Definitional and Measurement
Concerns
Two initial observations can
be made on this theme. First, there is no universally acceptable definition of
what constitutes a small island. As Dolman notes:
“The definition of a small
island is a matter of interpretation rather than fact. There are more than
500,000 pieces of distinctly subcontinental land territory which can be
generically defined as islands. They range is size from sandbanks and pinnacles
of rock, virtually without a measurable surface, to extensive land masses such
as Madagascar.” ( Dolman 1985:40)
The second, initial
observation is that, as Dolman also notes, although international law is the
normal arena for settlement of definitional concerns, it was only in 1930 that
a first significant effort was initiated to define an "island."
In fact, two main types of definitional and measurement approaches
can be found in the literature on small islands‑ the socio‑economic
and the climatic. (Several of the papers in Dommen and Hein(eds.) 1985 provide
exhaustive reviews of these alternative definitional approaches). The first, and dominant approach uses socio‑economic
criteria to define smallness. The most common indicator used is that of
population. Differing studies use a cut‑off point of 1, 10 or 15 million
people or less to define small societies, with islands merely being a sub‑set
of the general categorization. Other economic criteria used include land area
(or arable land area) or size of Gross National Product (GNP).
The second, less dominant, definitional approach uses the climatic
influence of islands to distinguish small from continental types. Doumenge
provides a helpful summary of this climatic approach as outlined below.
" Islands must be
distinguished from continents.

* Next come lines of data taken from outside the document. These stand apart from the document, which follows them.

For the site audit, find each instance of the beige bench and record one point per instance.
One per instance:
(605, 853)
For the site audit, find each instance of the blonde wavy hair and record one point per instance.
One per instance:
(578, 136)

The effect of continental mass is to generate by
its volume its own conditions of biological and natural environment and of
partitioning of space. When an island has an emerged volume large enough to
generate its own climatic effects, it enters the continental category. In
practice this threshold is reached when a mountainous mass of more than 1,000
metres of average attitude extends over more than 20 thousand sq.km. islands
like Cuba, Hispaniola (Haiti and the Dominican Republic), Iceland, Sri Lanka,
Taiwan, Tasmania, etc... not to mention vast entities belonging to arc systems
(Japan, Philippines, Indonesia, New Guinea, new Zealand) or included in
continental plates (Madagascar, British Archipelago) are thus to be classified
in a continentalized island category
... The true small islands
are those which are subject to, and cannot modify, the influence of the oceanic
hydroclimate because their volume is too small to have any effect other than to
accentuate the contrast within one system. If there is no mountainous mass,
oceanic insularity will keep all its characteristics on emerged areas of up to
3,000 to 4,000 sq.km. If there are important mountainous areas rising to above
an average of 1,500 to 1,800 metres, oceanic insularity is already modified
when the surface of the island exceeds 1,000 sq.km." (Doumenge,1985:70)
Other categorisations of
islands include by latitude (tropical, temperate or arctic), or by altitude,
underlying geology or island structure.
Against the background of this
definitional and measurement debate, Dolman
defines a small island, for example, as:
" ..a territory
surrounded by a large body of water with a lend
area of less than 5,000 sq.miles (13,000 sq.km.) and a population of one million or less." (Dolman, 1985:40)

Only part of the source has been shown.